小鳥の爪―転生寵姫は2番目の恋に落ちる―
第90話 再来する悲しみ(4/6)




 星と月が、優しく巡幸船団を照らしていた。光のすぐ隣にいる闇が、船に起きた惨事をそっと覆い隠している。

 だが、船内の貯蔵庫にいるシャオレイたちには、それを知る由も無かった。

 床に敷いた布の上で、シャオレイはフェイリンの膝を枕に寝ていた。
 夜明けの気配を告げる鳥のさえずりが、シャオレイの耳に届く。シャオレイはしばらくまどろんでいたが、ふと視線を感じ、見上げた。

 ――光るフェイリンの瞳が、シャオレイをとらえていた。
 フェイリンは、眠ってはいなかった。夜通し、自分の胸の中に積もるものを見つめていたのだ。

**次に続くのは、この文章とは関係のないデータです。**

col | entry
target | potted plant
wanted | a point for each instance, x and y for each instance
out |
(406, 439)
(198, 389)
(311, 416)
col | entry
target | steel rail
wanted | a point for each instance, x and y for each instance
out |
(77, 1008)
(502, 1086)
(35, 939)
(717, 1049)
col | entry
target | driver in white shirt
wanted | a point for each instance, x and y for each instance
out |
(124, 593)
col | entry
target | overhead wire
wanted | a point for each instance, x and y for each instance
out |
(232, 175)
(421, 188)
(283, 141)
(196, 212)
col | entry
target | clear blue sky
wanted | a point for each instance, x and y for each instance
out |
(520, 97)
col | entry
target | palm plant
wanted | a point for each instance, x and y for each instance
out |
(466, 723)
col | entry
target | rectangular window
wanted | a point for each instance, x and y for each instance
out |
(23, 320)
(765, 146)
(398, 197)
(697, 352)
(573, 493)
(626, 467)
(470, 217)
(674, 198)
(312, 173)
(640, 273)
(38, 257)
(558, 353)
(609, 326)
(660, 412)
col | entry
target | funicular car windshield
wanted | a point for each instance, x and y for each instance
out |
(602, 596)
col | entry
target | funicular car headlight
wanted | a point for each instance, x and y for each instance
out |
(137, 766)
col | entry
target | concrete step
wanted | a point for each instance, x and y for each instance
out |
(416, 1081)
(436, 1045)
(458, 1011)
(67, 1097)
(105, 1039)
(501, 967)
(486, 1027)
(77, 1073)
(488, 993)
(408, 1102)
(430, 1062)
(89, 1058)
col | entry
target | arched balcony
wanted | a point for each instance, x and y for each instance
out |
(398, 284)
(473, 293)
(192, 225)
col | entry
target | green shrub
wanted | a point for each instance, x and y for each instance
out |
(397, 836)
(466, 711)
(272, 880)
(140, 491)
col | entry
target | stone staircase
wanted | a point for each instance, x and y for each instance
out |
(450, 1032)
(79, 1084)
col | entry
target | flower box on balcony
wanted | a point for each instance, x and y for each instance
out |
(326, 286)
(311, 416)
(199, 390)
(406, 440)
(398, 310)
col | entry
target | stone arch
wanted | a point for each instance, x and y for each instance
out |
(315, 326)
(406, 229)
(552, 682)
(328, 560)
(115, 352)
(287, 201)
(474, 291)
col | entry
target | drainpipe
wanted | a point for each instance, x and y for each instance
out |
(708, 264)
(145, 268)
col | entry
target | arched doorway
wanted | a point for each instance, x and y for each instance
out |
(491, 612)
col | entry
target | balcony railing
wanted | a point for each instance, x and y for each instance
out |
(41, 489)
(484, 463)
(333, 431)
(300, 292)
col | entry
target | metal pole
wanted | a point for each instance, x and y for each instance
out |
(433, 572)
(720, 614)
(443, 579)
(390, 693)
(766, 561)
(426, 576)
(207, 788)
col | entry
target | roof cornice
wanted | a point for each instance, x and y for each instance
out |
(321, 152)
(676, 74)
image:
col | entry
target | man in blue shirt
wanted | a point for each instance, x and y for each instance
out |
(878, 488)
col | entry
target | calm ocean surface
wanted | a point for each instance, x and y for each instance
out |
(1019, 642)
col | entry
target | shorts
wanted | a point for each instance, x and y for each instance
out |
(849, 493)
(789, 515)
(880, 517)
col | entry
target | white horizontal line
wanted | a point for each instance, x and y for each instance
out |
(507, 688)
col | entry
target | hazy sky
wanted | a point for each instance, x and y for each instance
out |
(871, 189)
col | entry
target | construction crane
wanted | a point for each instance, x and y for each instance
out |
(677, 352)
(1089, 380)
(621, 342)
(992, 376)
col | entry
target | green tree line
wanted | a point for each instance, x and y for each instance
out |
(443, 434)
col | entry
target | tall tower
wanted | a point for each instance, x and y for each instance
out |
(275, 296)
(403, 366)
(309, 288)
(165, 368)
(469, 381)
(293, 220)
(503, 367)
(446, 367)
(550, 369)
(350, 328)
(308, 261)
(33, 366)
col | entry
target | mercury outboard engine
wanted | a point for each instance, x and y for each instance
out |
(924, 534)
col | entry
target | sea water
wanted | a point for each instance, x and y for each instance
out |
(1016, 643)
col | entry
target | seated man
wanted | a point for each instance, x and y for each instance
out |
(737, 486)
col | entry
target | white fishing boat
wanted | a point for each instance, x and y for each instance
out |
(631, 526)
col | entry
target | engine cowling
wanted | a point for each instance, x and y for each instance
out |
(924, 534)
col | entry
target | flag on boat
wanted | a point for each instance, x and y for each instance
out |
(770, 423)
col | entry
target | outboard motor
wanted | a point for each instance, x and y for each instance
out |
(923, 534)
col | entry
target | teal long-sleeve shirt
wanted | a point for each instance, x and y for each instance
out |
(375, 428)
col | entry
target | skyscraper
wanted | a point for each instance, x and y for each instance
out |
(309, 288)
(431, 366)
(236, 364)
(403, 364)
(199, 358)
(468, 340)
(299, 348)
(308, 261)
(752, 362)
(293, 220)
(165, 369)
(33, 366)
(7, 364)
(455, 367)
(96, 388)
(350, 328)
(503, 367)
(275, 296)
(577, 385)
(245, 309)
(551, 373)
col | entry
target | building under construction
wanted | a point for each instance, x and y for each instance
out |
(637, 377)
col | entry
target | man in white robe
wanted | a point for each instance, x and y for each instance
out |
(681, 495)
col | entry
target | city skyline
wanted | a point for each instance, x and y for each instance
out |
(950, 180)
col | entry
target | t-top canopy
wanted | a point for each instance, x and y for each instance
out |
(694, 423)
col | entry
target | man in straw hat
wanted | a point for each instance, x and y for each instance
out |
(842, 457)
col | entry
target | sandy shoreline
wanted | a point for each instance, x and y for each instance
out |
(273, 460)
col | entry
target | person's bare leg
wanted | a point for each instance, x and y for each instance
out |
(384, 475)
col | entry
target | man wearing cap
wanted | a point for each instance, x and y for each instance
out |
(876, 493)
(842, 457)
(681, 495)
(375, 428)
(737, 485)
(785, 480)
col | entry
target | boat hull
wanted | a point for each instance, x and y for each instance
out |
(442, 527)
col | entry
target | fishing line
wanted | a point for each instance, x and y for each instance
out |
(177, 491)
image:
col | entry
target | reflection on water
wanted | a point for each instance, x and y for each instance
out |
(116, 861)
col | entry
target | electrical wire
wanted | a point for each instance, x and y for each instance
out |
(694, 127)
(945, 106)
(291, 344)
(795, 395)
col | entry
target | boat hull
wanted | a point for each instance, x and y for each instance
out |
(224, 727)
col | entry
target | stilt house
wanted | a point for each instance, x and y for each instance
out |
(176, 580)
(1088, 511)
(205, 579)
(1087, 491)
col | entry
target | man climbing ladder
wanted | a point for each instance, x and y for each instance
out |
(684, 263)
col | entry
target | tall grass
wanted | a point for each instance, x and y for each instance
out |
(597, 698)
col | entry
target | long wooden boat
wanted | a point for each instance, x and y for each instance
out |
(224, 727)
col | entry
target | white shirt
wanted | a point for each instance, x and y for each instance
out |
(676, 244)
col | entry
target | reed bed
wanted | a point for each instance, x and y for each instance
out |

 シャオレイは、フェイリンへ手を伸ばす。シャオレイの細く白い指を、彼がつかみ、頬寄せ、口づけた。
 ようやく取り戻した愛に、シャオレイは安堵していた。

 シャオレイがゆっくりと身を起こすと、不意に空腹をおぼえた。

 フェイリンが「食べろ」と、焼餅《やきもち》を差し出した。
 受け取った焼餅を、シャオレイはかじり始めた。

 シャオレイが食べ終えると、隣に座るフェイリンがぽつりと言った。
「ここに来る途中、大河の霧の中に金色の光を見た。
――そなたの小鳥が、導いてくれたんだ、俺を……」

 昨日の夕暮れの出来事がシャオレイの頭によみがえり――驚いた。
(ああ……あれは、そういうこと?)
 シャオレイは、そっと額の小鳥を撫でた。
(じゃあ小鳥は、ずっと私の味方だったの……?
冷宮で死のうとしたとき、小鳥が疼いたのは――私を止めるため?)
 それから、フェイリンの肩へ頭を預けて言った。
「小鳥は、あなたのことも気に入ってるのよ……ちゃんと」
 小さな笑い声が、シャオレイから漏れる。